Zahlreiche Experten waren bis dahin davon ausgegangen, dass Buben Mädchen bereits bei der Empfängnis ausstechen, also mehr Schwangerschaften mit männlichen Föten entstehen. Laut den Forschern vom Fresh Pond Research Institute in Cambridge sei das Verhältnis bei Schwangerschaften aber tatsächlich ausgeglichen. Ausgewertet wurden zahlreiche Datenquellen, die etwas über das Geschlecht der Babys verraten, unter anderem Statistiken zu Lebend- und Totgeburten in den USA, sowie Angaben zu Fehlgeburten, Abtreibungen und pränatale Untersuchungen.

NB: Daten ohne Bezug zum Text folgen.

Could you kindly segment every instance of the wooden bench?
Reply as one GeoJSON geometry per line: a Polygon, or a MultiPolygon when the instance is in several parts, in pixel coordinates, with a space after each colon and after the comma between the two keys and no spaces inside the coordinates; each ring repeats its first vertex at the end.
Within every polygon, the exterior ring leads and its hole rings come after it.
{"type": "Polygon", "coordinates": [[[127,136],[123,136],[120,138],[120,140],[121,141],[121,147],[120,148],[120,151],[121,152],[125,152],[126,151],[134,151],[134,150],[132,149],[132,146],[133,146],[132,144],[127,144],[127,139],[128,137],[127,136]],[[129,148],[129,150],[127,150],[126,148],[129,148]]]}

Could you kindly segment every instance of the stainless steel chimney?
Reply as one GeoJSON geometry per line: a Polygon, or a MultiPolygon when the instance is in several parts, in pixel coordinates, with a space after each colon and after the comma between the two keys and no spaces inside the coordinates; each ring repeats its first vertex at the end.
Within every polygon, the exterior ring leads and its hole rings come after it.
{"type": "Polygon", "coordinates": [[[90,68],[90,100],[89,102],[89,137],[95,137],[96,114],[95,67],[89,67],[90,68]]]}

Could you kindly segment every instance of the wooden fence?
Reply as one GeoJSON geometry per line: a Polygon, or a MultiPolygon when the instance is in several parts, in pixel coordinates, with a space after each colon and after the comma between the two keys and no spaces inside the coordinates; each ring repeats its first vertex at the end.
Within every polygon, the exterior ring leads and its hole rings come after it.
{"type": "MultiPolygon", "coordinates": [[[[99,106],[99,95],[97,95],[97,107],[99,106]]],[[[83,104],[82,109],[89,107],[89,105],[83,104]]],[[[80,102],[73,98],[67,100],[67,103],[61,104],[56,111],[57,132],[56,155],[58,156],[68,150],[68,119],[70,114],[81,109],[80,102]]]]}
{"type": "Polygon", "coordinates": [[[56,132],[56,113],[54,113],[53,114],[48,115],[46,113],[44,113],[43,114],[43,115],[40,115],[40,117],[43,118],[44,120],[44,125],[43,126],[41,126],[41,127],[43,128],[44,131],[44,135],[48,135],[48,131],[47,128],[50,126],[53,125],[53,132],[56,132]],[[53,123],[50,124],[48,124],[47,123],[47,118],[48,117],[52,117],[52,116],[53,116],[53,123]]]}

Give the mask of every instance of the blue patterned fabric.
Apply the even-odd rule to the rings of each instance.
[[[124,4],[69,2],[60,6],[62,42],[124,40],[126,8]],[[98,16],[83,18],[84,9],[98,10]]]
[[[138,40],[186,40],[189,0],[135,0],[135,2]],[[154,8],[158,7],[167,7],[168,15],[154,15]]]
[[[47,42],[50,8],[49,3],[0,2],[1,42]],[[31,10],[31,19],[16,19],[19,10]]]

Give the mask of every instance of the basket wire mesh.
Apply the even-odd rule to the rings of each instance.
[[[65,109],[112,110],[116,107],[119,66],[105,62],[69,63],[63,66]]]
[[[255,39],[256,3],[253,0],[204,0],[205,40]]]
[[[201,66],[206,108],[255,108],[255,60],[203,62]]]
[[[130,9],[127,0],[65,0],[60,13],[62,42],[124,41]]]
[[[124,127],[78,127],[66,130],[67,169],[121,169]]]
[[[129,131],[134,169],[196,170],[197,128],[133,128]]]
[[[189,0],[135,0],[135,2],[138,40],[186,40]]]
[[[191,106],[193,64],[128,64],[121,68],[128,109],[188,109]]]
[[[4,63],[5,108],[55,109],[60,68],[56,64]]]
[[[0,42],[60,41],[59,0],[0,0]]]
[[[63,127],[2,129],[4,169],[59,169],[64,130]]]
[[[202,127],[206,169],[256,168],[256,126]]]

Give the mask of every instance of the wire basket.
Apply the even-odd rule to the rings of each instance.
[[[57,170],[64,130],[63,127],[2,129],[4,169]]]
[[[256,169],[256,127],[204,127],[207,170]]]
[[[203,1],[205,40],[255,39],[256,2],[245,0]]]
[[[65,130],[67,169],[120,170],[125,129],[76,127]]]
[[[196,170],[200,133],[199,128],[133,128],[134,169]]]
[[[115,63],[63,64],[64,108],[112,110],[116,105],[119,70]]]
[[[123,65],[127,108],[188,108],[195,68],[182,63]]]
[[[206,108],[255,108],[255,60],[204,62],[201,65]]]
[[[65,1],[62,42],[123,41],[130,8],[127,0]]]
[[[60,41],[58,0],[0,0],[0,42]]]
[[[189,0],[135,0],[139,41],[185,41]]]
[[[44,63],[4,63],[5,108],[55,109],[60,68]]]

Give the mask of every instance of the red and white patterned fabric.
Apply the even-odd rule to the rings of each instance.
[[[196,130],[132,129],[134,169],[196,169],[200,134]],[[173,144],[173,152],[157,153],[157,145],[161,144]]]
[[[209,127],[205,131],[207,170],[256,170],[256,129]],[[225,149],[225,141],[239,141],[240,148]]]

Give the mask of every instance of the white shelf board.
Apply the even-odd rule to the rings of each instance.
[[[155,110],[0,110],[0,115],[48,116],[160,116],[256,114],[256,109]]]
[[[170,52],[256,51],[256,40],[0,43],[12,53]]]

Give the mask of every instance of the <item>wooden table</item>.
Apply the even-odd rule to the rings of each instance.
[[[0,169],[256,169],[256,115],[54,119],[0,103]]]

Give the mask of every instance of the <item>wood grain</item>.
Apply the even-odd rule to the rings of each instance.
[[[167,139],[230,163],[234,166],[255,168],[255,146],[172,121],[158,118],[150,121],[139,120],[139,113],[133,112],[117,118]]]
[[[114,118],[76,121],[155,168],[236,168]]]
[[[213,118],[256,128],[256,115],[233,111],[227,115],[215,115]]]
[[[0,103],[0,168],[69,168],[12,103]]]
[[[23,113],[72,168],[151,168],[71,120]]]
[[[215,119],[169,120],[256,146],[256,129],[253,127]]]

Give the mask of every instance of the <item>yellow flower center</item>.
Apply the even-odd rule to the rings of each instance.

Die Analyse ergab, dass zunächst gleich viele männliche wie weibliche Schwangerschaften entstehen. Allerdings seien männliche Embryos häufiger genetisch auffällig, sodass in der ersten Woche nach der Befruchtung auch mehr männliche Embryos abgehen. In den nächsten zehn bis 15 Wochen seien wiederum die weiblichen Abgänge zahlreicher. Gegen Ende der Schwangerschaft kehre sich das Verhältnis wieder um.
In Summe bedeutet das: Die gesamte Schwangerschaft überleben mehr männliche Embryos – daher die leichte statistische Schieflage.
Mehr Mädchen in schlechten Zeiten
Bereits 2014 hatten Forscher von der Universität Exeter berichtet, dass späte Fehlgeburten bei Jungen häufiger vorkommen als bei Mädchen. Das Risiko sei rund zehn Prozent höher, berichteten sie damals im Fachjournal BMC Medicine. Sie hatten mehr als 30 Millionen Geburten weltweit in ihre Analyse einbezogen.
Allerdings scheinen Umweltbedingungen das Geschlechterverhältnis zu beeinflussen. So kamen US-Wissenschafter 2013 zu dem Ergebnis, dass in Hungerphasen mehr Mädchen als Jungen geboren werden. Sie hatten die Daten von Neugeborenen analysiert, die während und nach der großen Hungersnot in China zwischen 1959 und 1961 zur Welt kamen.
Komplexe Effekte
Fukuda betont, dass die vermuteten Auswirkungen des Klimawandels "möglicherweise nicht einheitlich" seien. "Es kann von verschiedenen Umweltfaktoren an dem jeweiligen Ort abhängen", sagte er gegenüber CNN. "Extrem heißes oder kaltes Wetter" beeinflusse das Geschlechterverhältnis allerdings am deutlichsten, während moderate Veränderungen nicht immer einen Effekt zeigten. Bei der Erdbebenstudie waren die Effekte zudem nicht von Dauer: Das Geschlechtsverhältnis von Neugeborenen normalisierte sich in den betroffenen Regionen innerhalb weniger Monate wieder.
Wie sich stressbedingte Belastungen genau auf die Schwangerschaft auswirken, sei noch ungeklärt. Denkbar sei laut Fukuda, dass Samenzellen mit Y-Chromosomensatz, männliche Embryos und Föten empfindlicher seien.
Letztendlich sei die Bedeutung des Geschlechtsverhältnisses bei der Geburt ohnehin weniger gesellschaftlicher und vielmehr medizinischer Natur. Es sei jedenfalls ein "sensibler Indikator für reproduktive Gesundheit".